Al centro delle polemiche – che hanno coinvolto anche il sindaco di Venezia, Massimo Cacciari -, la mostra dal titolo “Non voltarti adesso!/ Don’ t Look Now!”, che inaugura esattamente negli stessi giorni della vernice dedicata alla stampa della 53esima Biennale d’Arte di Venezia. La mostra, curata da Milovan Farronato, direttore artistico di «Viafarini» a Milano e ospitata presso gli spazi espositivi di Palazzo Ca’ Pesaro, sembra essere una sorta di provocazione nei confronti del Padiglione Italia della Biennale, la cui cura è stata affidata a Luca Beatrice e Beatrice Buscaroli, entrambi nominati dal ministro dei beni culturali Sandro Bondi.

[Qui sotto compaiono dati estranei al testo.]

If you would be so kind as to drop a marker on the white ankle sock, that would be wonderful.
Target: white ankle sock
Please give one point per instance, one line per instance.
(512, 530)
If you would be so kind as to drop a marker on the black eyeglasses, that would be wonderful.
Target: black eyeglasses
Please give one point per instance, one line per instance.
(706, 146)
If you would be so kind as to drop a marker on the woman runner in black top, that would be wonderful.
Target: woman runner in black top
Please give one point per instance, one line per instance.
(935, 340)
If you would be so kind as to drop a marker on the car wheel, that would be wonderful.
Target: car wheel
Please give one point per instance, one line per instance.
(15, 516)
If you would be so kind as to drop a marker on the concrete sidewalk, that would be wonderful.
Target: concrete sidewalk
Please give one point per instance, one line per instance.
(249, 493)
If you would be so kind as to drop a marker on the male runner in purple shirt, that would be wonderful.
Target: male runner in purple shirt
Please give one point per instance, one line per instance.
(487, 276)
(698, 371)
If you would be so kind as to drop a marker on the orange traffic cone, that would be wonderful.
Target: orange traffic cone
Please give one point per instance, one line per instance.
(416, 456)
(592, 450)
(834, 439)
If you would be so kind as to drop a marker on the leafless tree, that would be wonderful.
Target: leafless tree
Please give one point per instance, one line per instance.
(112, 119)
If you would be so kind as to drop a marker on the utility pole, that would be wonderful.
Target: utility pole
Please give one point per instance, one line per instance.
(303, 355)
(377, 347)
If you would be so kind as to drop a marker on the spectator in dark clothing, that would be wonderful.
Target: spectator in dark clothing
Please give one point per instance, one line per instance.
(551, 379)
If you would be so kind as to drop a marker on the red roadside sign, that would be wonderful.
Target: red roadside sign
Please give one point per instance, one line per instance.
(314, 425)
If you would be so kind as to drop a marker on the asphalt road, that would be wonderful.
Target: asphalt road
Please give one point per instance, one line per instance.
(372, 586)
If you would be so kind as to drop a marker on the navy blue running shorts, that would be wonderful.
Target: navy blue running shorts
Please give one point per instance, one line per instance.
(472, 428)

La scelta della sede per quella che è stata già definita una “contro-Biennale”, o una sorta di “Secessione veneziana”, è tutt’altro che casuale, se si pensa che proprio Palazzo Ca’ Pesaro è stato, fin dagli inizi del Novecento, la sede di esposizioni che mettevano in mostra le opere dei giovani refusés della Biennale ufficiale.
La mostra “Non voltarti adesso!/ Don’ t Look Now!”, che nelle parole del suo curatore “è una citazione da Don’t Look Now, raffinato film di Nicholas Roerg del 1973”, ma anche un richiamo implicito all’episodio biblico della fuga di Lot e della sua famiglia dalle rovine di Sodoma, quale monito a non voltarsi verso il passato, rende omaggio a dieci artisti scartati dalla selezione ufficiale del Padiglione Italia, mettendo in scena le indagini plastiche di Sergio Breviario e Liliana Moro, i video di Nico Vascellari e Anna Franceschini, le pitture di Lorenza Boisi e Giulio Frigo, le investigazioni fotografiche di Franco Guerzoni, le installazioni di Flavio Favelli, Paolo Gonzato, Luca Trevisani.
Ciò che ha suscitato tanto richiamo intorno alle vicende di Palazzo Ca’ Pesaro è, oltre la mostra e l’interessante sfida lanciata da Milovan Farronato, la doppia presenza del sindaco di Venezia, Massimo Cacciari, in qualità sia di vicepresidente della Fondazione musei civici veneziani, sia di vicepresidente della Biennale. Un doppio ruolo salutato da alcuni come l’ennesima prova della libertà dell’arte, e tacciato da altri di nascondere interessi politici tesi a colpire le scelte dei due curatori del Padiglione Italia, più che la Biennale in sé.
Nel frattempo sempre nei giorni immediatamente precedenti all’apertura al pubblico della Biennale, sarà inaugurato a Venezia un altro spazio dedicato all’arte contemporanea, il Centro d’arte contemporanea Punta della Dogana, presso la celebre propaggine di Dorsoduro, che si estende tra il Bacino di San Marco e il Canale della Giudecca. Le nuove sale di Punta della Dogana, rinate dopo l’intervento dell’architetto giapponese Tadao Ando, grazie ad un investimento di circa 20 milioni di euro del magnate del lusso François Pinault, si andranno ad aggiungere alle strutture già presenti lungo quello che viene definito il “chilometro dell’arte”, confermando il ruolo centrale giocato dalla città di Venezia nel panorama dell’arte contemporanea.